The `reduce()`

method in Javascript is used to execute a function on each element of an array from left to right and reduce the array to a single value.

The `reduce()`

method takes two arguments, the first argument is a function and the second argument is the initial value of the accumulator.

To understand why we need an accumulator argument, we need to first understand how the function within the `reduce()`

method works.

The function takes a total of four arguments.

```
let numbers = [1, 2, 3, 4, 5],
initial_accumulator_value = 0;
numbers.reduce(function(accumulator, element, index, array) {
// code
}, initial_accumulator_value);
```

The first argument is the accumulator. The work of this function is to combine two values and return the accumulated value. The accumulated value is then passed back to the function as the accumulator value. You can specify the initial value of the accumulator as the second argument. For example, if you want to sum all the elements of an array, then, the accumulator’s initial value is `0`

.

Before it gets too confusing, let us consider an example to see how it works.

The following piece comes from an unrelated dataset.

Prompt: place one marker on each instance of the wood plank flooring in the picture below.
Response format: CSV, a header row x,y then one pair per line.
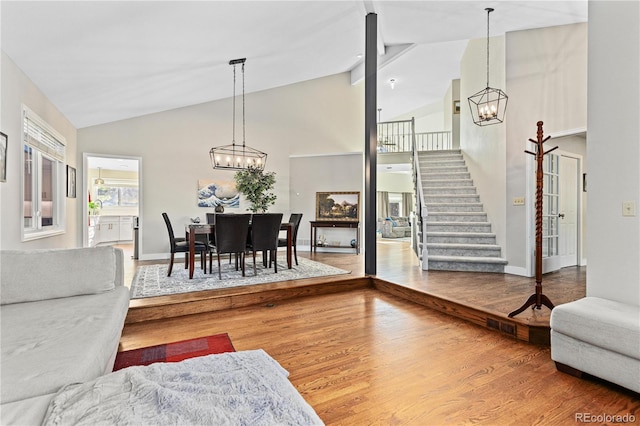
x,y
364,357
482,298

We have an array `numbers`

with integers in it. Using the `reduce()`

method let’s return the sum of all the elements. The `index`

and `array`

arguments are optional and are not required for our example.

```
let numbers = [1, 2, 3, 4, 5];
let sum = numbers.reduce(function(accumulator, element) {
return accumulator + element;
}, 0);
console.log(sum); // 15
```

The result returned by the `reduce()`

method is `15`

which is the sum of the elements in the array `numbers`

. Notice, that the second argument of the reduce method is `0`

. This is the initial value of the accumulator. So, in the first iteration `0`

is added with the first element i.e, `1`

and the total is `0+1 = 1`

. The value `1`

is now gets assigned to the argument `accumulator`

and in the second iteration, we have `1 + 2 = 3`

and so on.

Iteration | accumulator | element | return(accumulator + element) |
---|---|---|---|

1 | 0 | 1 | 1 |

2 | 1 | 2 | 3 |

3 | 3 | 3 | 6 |

4 | 6 | 4 | 10 |

5 | 10 | 5 | 15 |

If we assign the initial value of the accumulator as `100`

the result will change accordingly.

```
let numbers = [1, 2, 3, 4, 5];
let sum = numbers.reduce(function(accumulator, element, index, array) {
return accumulator + element;
}, 100);
console.log(sum); // 115
```

Let us take another example with elements of the array as objects. We have an array of objects `employees`

with `name`

and `age`

as the property. Suppose if we want to add the sum of all the ages of `employees`

we can do so using the following code:

```
let employees = [
{
name: "mickey",
age: 10
},
{
name: "Donald",
age: 12
},
{
name: "Minnie",
age: 8
},
{
name: "Pluto",
age: 5
}
];
let totalAge = employees.reduce(function(accumulator, employee) {
return accumulator + employee.age;
}, 0);
console.log(totalAge); // 35
```

The `totalAge`

stores the sum of all the ages of the employee.